I realize that those things are easy enough to say, but the devil is in the details. I've actually gone so far as to prototype the implementation, so I'm confident that those goals are achievable. Unfortunately, it's a pretty significant effort (mostly due to the breadth of project types/languages to support and the nuance/expertise required to support any of them), so I'm bound by free time. If anyone is interested in collaborating or discussing more in-depth, hit me up on Twitter @weberc2 or email me (username at gmail.com).

cross building is even worse with many repos. I've been there, done that and it broke so often. now we have everything in one repo and we barly have problems. btw. we are a small shop with less than 5 people, but have a product on metal that requires multiple services (that sometimes interact with each other)
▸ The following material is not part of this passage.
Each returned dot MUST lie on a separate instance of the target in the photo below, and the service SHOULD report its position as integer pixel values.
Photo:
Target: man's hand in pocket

we don't use bazel (yet), because dotnet is not that supported.

I am sure you will when you will end up working in a huge organization with intricated and heterogeneous projects/teams interdependencies.

You will soon experience:

- dependencies hell due to transitive and conflicting dependencies

- one back-incompatible change in some obscure library end up breaking some other unknown service that happens to transitively depend and it

- the entire codebase will become a mess due to inconsistent code styles and formatting because hey we are developers and we can never agree on anything. Thus each team lead will have its own opinion

- each team will have to maintain its own CI/CD jobs

- heterogeneous builds: maven, node, sbt, webpack, etc ...

the list goes on ...

All (or most of) this mess is solved by centralizing the codebase in a monorepo.

Yeah, I imagine the test is “do you need those things badly enough to dedicate a large portion of a team’s capacity”?
Nix also exists...
Nix is not (yet) suitable for fine-grained (read file level) build targets though due to lack of recursive nix and content addressed store. This means you don't have early cut off and mass rebuilds if only one file changes; for example. Both are being worked on actively though.
If I understand it correctly (unlikely), Nix has the degree of purely-functional rigor necessary to do this correctly, right? Sounds like it would eventually be awesome for Bazel usecases.
Nix isn't great as a build system, because it throws a lot out and rebuilds everything when something changes. It's intended to get a correct, isolated package installed, not to maximize sharing.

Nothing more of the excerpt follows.